Signs of success don't ensure Medicaid reform's survival

Published: 2010-02-17 08:21:19
Author: Marc Caputo | Times/Herald | February 2, 2010

Costs are down. Patients appear satisfied. Doctors are practicing more preventive care.

Despite these encouraging signs, former Gov. Jeb Bush's "Medicaid Reform'' experiment looks like it won't expand statewide beyond Broward County and four Jacksonville-area counties as he had hoped.

The HMO industry doesn't like parts of the plan. Liberals say the program hasn't been properly studied. And Republican legislators are concentrating on solutions of their own to control growing costs of the program.

But not all the ideas behind Medicaid Reform — such as expanding managed care, providing hospitals more money or trying to provide more patient choice — are dead.

On Wednesday, the state's reform expert, University of Florida researcher R. Paul Duncan, is scheduled to brief the Senate's Health Regulation Committee to help legislators assess the program as they conduct a top-to-bottom review of Medicaid and the Bush reform.

"Medicaid Reform is not the panacea that will solve all of Medicaid's problems," Duncan told the Times/Herald. "But it's also not the train wreck that opponents had envisioned and feared."

Duncan, director of the Florida Center for Medicaid and the Uninsured, has studied the reform plan since Bush pushed it through a reluctant Legislature in 2005. Bush wanted the reform statewide, but the Senate scaled it back to five test counties.

Under federal rules, the program expires in summer 2011. Due to Medicaid's complexities, experts say the Legislature needs to decide this session whether it wants to keep the reform going.
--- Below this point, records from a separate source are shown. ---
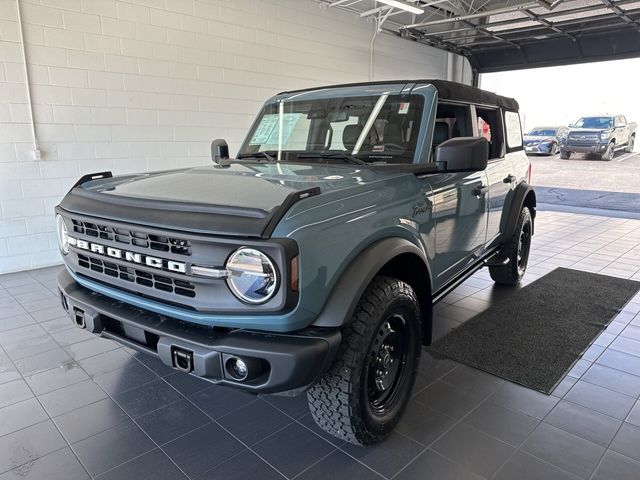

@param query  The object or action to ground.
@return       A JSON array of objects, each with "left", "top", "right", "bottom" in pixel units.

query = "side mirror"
[
  {"left": 435, "top": 137, "right": 489, "bottom": 172},
  {"left": 211, "top": 138, "right": 229, "bottom": 165}
]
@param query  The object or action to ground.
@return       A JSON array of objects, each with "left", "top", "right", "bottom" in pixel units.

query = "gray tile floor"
[{"left": 0, "top": 212, "right": 640, "bottom": 480}]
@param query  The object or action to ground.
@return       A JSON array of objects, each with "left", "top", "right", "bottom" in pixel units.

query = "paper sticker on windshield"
[
  {"left": 249, "top": 113, "right": 303, "bottom": 146},
  {"left": 249, "top": 115, "right": 278, "bottom": 145}
]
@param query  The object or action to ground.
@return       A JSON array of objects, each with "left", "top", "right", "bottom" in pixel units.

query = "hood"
[
  {"left": 569, "top": 128, "right": 613, "bottom": 133},
  {"left": 524, "top": 135, "right": 556, "bottom": 143},
  {"left": 60, "top": 163, "right": 400, "bottom": 237}
]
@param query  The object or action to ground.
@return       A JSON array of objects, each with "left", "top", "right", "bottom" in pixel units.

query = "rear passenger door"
[
  {"left": 614, "top": 115, "right": 629, "bottom": 147},
  {"left": 472, "top": 106, "right": 517, "bottom": 247}
]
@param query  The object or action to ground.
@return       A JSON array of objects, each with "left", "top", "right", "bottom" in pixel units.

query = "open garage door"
[{"left": 480, "top": 59, "right": 640, "bottom": 218}]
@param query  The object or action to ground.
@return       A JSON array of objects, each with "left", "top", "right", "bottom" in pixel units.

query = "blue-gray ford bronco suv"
[{"left": 56, "top": 80, "right": 536, "bottom": 444}]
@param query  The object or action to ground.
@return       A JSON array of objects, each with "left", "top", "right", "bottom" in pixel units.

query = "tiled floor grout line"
[
  {"left": 392, "top": 386, "right": 500, "bottom": 479},
  {"left": 168, "top": 392, "right": 293, "bottom": 478},
  {"left": 0, "top": 336, "right": 93, "bottom": 479},
  {"left": 70, "top": 349, "right": 195, "bottom": 479}
]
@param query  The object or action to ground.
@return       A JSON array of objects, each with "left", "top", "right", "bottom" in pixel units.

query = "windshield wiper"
[
  {"left": 298, "top": 152, "right": 367, "bottom": 165},
  {"left": 236, "top": 150, "right": 277, "bottom": 163}
]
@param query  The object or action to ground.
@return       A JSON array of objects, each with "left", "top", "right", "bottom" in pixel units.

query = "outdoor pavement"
[
  {"left": 0, "top": 211, "right": 640, "bottom": 480},
  {"left": 529, "top": 152, "right": 640, "bottom": 219}
]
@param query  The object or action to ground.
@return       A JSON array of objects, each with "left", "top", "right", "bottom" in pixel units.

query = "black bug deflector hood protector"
[
  {"left": 60, "top": 163, "right": 390, "bottom": 238},
  {"left": 60, "top": 167, "right": 320, "bottom": 237}
]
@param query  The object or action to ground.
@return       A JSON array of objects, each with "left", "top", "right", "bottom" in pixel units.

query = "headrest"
[
  {"left": 382, "top": 122, "right": 404, "bottom": 146},
  {"left": 433, "top": 122, "right": 449, "bottom": 147}
]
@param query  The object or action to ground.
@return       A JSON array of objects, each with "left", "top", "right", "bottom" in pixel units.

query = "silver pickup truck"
[{"left": 560, "top": 115, "right": 636, "bottom": 160}]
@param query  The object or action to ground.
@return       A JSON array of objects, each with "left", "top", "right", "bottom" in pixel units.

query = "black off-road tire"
[
  {"left": 307, "top": 276, "right": 421, "bottom": 445},
  {"left": 600, "top": 142, "right": 616, "bottom": 162},
  {"left": 624, "top": 135, "right": 636, "bottom": 153},
  {"left": 489, "top": 207, "right": 533, "bottom": 286}
]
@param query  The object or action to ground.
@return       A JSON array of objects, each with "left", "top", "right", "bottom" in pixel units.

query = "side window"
[
  {"left": 504, "top": 111, "right": 524, "bottom": 151},
  {"left": 476, "top": 107, "right": 504, "bottom": 159},
  {"left": 431, "top": 103, "right": 473, "bottom": 160}
]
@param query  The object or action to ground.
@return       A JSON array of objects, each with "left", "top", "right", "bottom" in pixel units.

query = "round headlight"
[
  {"left": 225, "top": 248, "right": 278, "bottom": 304},
  {"left": 56, "top": 214, "right": 69, "bottom": 255}
]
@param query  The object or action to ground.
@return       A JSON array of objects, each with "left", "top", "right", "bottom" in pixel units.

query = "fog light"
[{"left": 227, "top": 357, "right": 249, "bottom": 380}]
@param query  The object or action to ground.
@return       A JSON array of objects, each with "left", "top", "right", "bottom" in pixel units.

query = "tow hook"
[
  {"left": 73, "top": 307, "right": 87, "bottom": 328},
  {"left": 171, "top": 347, "right": 193, "bottom": 373}
]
Medicaid is a state-federal program, whose rolls grow as unemployment rises. It now provides health services to 15 percent of Florida's population and consumes more than a quarter of the state budget. Seeing the troubles the state might face, Bush proposed reforms that:

• Require Medicaid recipients to enroll in a managed-care plan — but not necessarily an HMO. Bush envisioned that doctor and community groups would establish their own managed-care companies. A so-called choice counselor helps patients decide what plan is best for them.
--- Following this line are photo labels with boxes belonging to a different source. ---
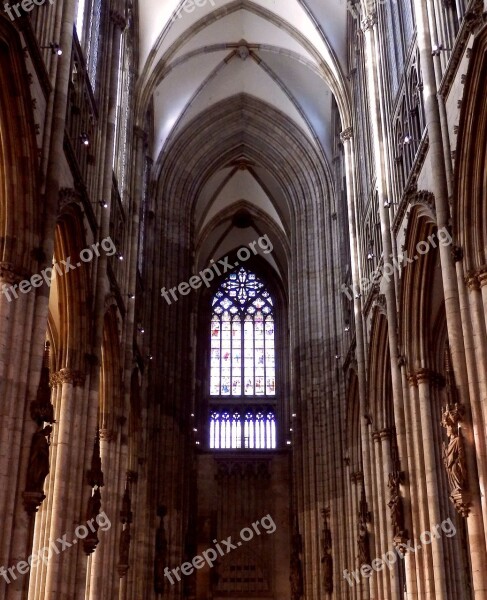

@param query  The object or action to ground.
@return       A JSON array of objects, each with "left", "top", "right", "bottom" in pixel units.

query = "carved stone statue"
[
  {"left": 357, "top": 489, "right": 370, "bottom": 565},
  {"left": 25, "top": 425, "right": 52, "bottom": 494},
  {"left": 387, "top": 471, "right": 407, "bottom": 542},
  {"left": 83, "top": 488, "right": 101, "bottom": 555}
]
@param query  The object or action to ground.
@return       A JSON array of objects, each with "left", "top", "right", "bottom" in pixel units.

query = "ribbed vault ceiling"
[{"left": 137, "top": 0, "right": 350, "bottom": 268}]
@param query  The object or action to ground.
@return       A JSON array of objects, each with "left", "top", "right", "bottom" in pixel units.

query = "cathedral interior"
[{"left": 0, "top": 0, "right": 487, "bottom": 600}]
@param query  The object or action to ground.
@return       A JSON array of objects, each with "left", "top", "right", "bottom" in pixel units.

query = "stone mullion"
[
  {"left": 367, "top": 434, "right": 384, "bottom": 600},
  {"left": 400, "top": 368, "right": 419, "bottom": 600},
  {"left": 129, "top": 440, "right": 148, "bottom": 600},
  {"left": 308, "top": 200, "right": 336, "bottom": 595},
  {"left": 306, "top": 207, "right": 328, "bottom": 600},
  {"left": 408, "top": 373, "right": 434, "bottom": 598},
  {"left": 413, "top": 0, "right": 487, "bottom": 598},
  {"left": 44, "top": 378, "right": 86, "bottom": 600},
  {"left": 344, "top": 462, "right": 355, "bottom": 593},
  {"left": 348, "top": 472, "right": 365, "bottom": 600},
  {"left": 290, "top": 212, "right": 313, "bottom": 596}
]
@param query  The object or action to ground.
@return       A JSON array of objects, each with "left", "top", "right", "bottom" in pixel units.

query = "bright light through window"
[{"left": 209, "top": 268, "right": 276, "bottom": 449}]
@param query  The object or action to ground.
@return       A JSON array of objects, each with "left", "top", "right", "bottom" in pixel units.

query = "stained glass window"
[{"left": 209, "top": 268, "right": 276, "bottom": 449}]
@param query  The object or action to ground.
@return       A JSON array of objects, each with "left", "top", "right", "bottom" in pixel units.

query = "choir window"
[{"left": 209, "top": 268, "right": 276, "bottom": 449}]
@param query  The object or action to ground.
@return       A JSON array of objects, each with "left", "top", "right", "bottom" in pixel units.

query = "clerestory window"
[{"left": 209, "top": 268, "right": 276, "bottom": 449}]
• Change the way managed-care companies are paid. Rather than get an across-the-board fee for large groups of patients, the companies get a "risk-adjusted premium'' giving them more money to handle sick patients and less money to manage healthy ones.

• Divert a portion of each patient premium into a special "enhanced benefit'' fund that patients could access to buy health supplies — such as diapers or Band-Aids — if they demonstrated healthy choices, such as getting all their doctor checkups.

• Allow managed-care companies more power to decide benefits.

Duncan said he's not done studying the program.

So far, he said, patient-survey data shows that there's no difference in patient satisfaction between reform and non-reform counties. But costs are lower in reform counties.

The state's Agency for Health Care Administration reports that more patients are getting lead screenings and access to preventive care in reform counties, among other benchmarks.